My heart is breaking over Gaza.
I see the devastation, the families torn apart, the children’s faces — and the grief is unbearable. The violence is not mine, and yet in some deep way it is.
As a woman with Native American blood, the stories of settlers and stolen land awaken something ancient in me. My ancestral memory stirs. It knows displacement. It knows erasure. It knows the weight of survival in a world built on someone else’s taking.
And there’s a truth that sits heavy in my chest.
Every time I show up for work and earn my living, I know a portion of that income will be taken in taxes — and those taxes are helping to fund bombs that take lives. This reality is woven so deeply into the fabric of our systems that it feels impossible to separate from it, impossible to untangle myself from the harm.
It’s a heavy knowing to carry, to realize that even in the safety of my own home, even in the joy of sharing a meal, I am still inextricably connected to the machinery of harm. I feel the guilt when I walk through a grocery store, when I laugh with friends over dinner, when I hold my loved ones close.
Yoga teaches me to regulate my nervous system, to ground, to breathe, to be present. And yet the undercurrent of grief remains. It hums beneath every inhale. It curls itself around the edges of my joy.
Each day I sit with it. I pray with it.
I chant Lokah Samastah Sukhino Bhavantu again and again, not because I believe it will stop the bombs, but because I believe intention has weight. That sending love into the collective field matters. That small ripples can one day turn the tide.

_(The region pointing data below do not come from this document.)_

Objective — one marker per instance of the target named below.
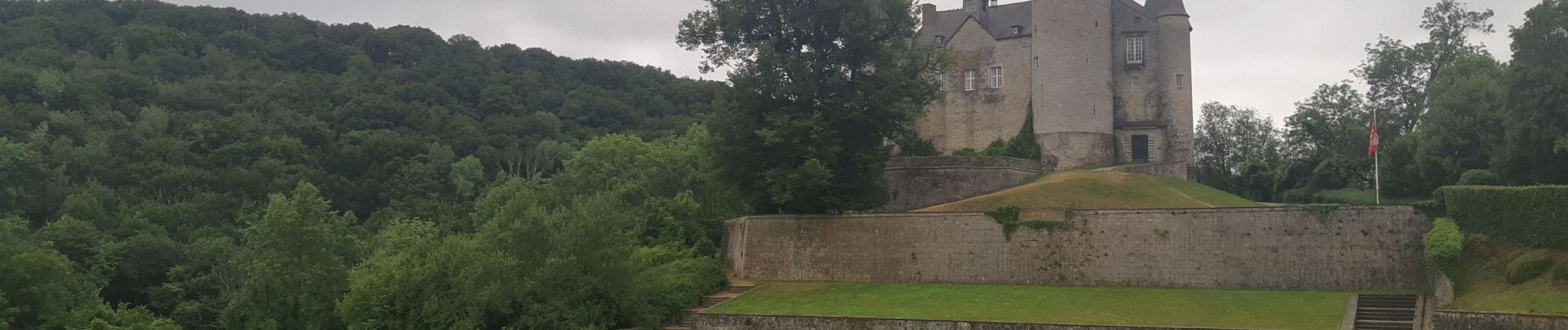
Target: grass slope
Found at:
(1283, 310)
(1482, 282)
(1050, 196)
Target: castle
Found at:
(1106, 80)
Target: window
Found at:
(1136, 50)
(996, 77)
(970, 80)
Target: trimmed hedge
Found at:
(1444, 244)
(1528, 214)
(1529, 266)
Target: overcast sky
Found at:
(1264, 54)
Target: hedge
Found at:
(1444, 244)
(1528, 214)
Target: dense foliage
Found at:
(1443, 106)
(1443, 246)
(820, 87)
(1526, 214)
(172, 166)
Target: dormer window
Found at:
(1136, 50)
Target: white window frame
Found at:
(970, 80)
(1136, 49)
(996, 77)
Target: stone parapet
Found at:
(1346, 249)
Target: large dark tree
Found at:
(1537, 139)
(819, 90)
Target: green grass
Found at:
(1048, 196)
(1360, 197)
(1482, 282)
(1283, 310)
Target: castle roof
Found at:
(999, 21)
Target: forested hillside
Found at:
(172, 166)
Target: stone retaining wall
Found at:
(1348, 249)
(1176, 169)
(1496, 321)
(825, 323)
(921, 182)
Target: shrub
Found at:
(1529, 266)
(1444, 244)
(1479, 177)
(1536, 216)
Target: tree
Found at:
(819, 90)
(295, 265)
(1397, 74)
(1238, 150)
(1463, 129)
(1537, 125)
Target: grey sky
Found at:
(1264, 54)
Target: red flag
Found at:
(1372, 148)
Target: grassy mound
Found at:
(1054, 193)
(1484, 285)
(1285, 310)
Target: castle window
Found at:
(996, 77)
(1136, 50)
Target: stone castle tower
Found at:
(1106, 80)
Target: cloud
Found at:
(1259, 54)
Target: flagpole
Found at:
(1377, 176)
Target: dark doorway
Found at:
(1141, 149)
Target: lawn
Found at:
(1482, 286)
(1283, 310)
(1048, 196)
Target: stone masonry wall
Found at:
(921, 182)
(824, 323)
(1350, 249)
(1176, 169)
(1496, 321)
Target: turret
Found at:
(1073, 85)
(1175, 45)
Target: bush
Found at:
(1536, 216)
(1529, 266)
(1479, 177)
(1444, 244)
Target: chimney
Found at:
(927, 15)
(974, 7)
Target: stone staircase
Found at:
(1386, 312)
(730, 293)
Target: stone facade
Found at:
(1496, 321)
(1348, 249)
(933, 180)
(1097, 75)
(829, 323)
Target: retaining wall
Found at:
(1348, 249)
(825, 323)
(921, 182)
(1496, 321)
(1176, 169)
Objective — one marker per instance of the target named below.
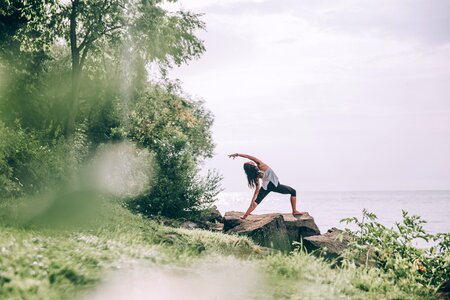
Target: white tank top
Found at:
(269, 175)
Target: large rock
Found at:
(330, 244)
(300, 226)
(271, 230)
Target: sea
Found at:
(329, 208)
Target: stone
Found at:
(276, 231)
(329, 243)
(300, 226)
(265, 230)
(213, 215)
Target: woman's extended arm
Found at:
(260, 164)
(253, 203)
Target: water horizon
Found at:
(329, 207)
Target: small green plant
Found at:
(392, 250)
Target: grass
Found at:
(38, 262)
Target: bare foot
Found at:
(298, 213)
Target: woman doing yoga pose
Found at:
(255, 170)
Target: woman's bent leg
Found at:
(284, 189)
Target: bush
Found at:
(33, 161)
(393, 252)
(178, 132)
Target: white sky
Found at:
(333, 95)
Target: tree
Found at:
(90, 27)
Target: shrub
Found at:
(394, 253)
(177, 130)
(32, 161)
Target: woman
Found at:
(255, 170)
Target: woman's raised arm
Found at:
(260, 164)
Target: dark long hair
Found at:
(252, 172)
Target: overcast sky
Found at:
(333, 95)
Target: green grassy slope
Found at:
(38, 262)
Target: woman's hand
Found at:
(233, 156)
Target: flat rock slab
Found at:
(276, 231)
(330, 243)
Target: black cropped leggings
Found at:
(282, 189)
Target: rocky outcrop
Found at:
(276, 231)
(330, 244)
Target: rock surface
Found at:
(213, 215)
(330, 243)
(276, 231)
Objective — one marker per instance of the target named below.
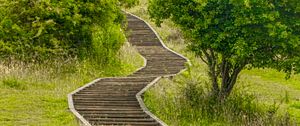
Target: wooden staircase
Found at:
(117, 101)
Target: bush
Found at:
(40, 29)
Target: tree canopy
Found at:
(230, 35)
(29, 27)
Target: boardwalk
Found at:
(117, 101)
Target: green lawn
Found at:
(37, 94)
(269, 88)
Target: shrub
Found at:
(39, 29)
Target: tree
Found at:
(230, 35)
(30, 29)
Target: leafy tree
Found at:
(31, 29)
(230, 35)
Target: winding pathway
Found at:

This is the struggle — to keep my heart open when it would be easier to close. To let my yoga not just be about flexibility or calm, but about holding space for the unbearable. About remembering that we are all connected, that no suffering is separate from my own.
I don’t have answers.
Only my practice.
My desire to resist.
Only this vow: to keep showing up for the world, one breath, one chant, one offering at a time.
Lokah Samastah Sukhino Bhavantu.
May all beings be happy and free.
And may my thoughts, words, and actions in some way contribute to that freedom for all.